Une vidéo montre des camions remplis de corps en décomposition de soldats syriens.
Les groupes jihadistes tentent d'attirer les mêmes recrues, et leurs vidéos se doivent donc d'être "pertinentes".
AQMI, inquiète de la concurrence d'autres champs de bataille qui attirent les jeunes du Maghreb, tente dans ses vidéos de convaincre les jihadistes maghrébins qu'ils n'ont pas à se rendre sur des champs de bataille lointains pour mener le jihad.
Abu al-Abd al-Tunisi, ancien membre d'Ansar al-Sharia en Tunisie avant de rejoindre les combattants d'al-Qaida dans le Nord-Mali, s'efforce de vendre sa propagande aux jeunes du Maghreb : "Si vous voulez conquérir le Maroc, l'Algérie et la Tunisie, si vous voulez reprendre l'Andalousie, venez ici."
"Les groupes jihadistes dans le nord du Mali tentent de se reconstituer à la fois structurellement et militairement, et de s'adapter à la nouvelle réalité imposée par la campagne militaire en cours sur le terrain", explique le chercheur marocain Lahcen Oussimouh à Magharebia.
"Il est donc naturel qu'ils s'attachent au recrutement, au vu notamment des pertes humaines qu'ils ont subies", ajoute-t-il.
Les producteurs de ces vidéos s'efforcent exagérément de réfuter l'impact de la campagne militaire contre les groupes terroristes, ajoute Oussimouh.
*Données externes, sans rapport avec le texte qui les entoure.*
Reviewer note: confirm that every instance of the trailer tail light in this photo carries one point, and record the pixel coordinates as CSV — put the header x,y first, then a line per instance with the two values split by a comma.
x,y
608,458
Pour Abdellah al-Rami, du Centre marocain de sciences sociales (CMS2) basé à Casablanca, les vidéos d'AQMI se caractérisent par le nombre de Marocains qui apparaissent sans masque pour cacher leur identité, ce qui tend à confirmer le fait qu'ils ont décidé de leur destin et n'ont plus aucune intention de revenir.
"Al-Qaida tente de faire vibrer une corde sensible chez les jeunes du Maghreb, qui est la réalité du désespoir, du chômage et du manque d'opportunités", explique-t-il à Magharebia.
"Elle leur offre la chance de rejoindre le jihad pour trouver une alternative à leur situation. Cette vidéo leur promet une vie meilleure, tant financièrement que socialement, par rapport à leur vie de chômage, de pauvreté et de marginalisation", ajoute cet analyste.
Et pour ce faire, certaines vidéos de recrutement montrent même des jihadistes en train de se marier, un aspect de la vie qui n'est qu'un rêve pour des jeunes sans emploi et marginalisés.
"Mais ce type de scène n'a rien à voir avec la réalité", conclut al-Rami.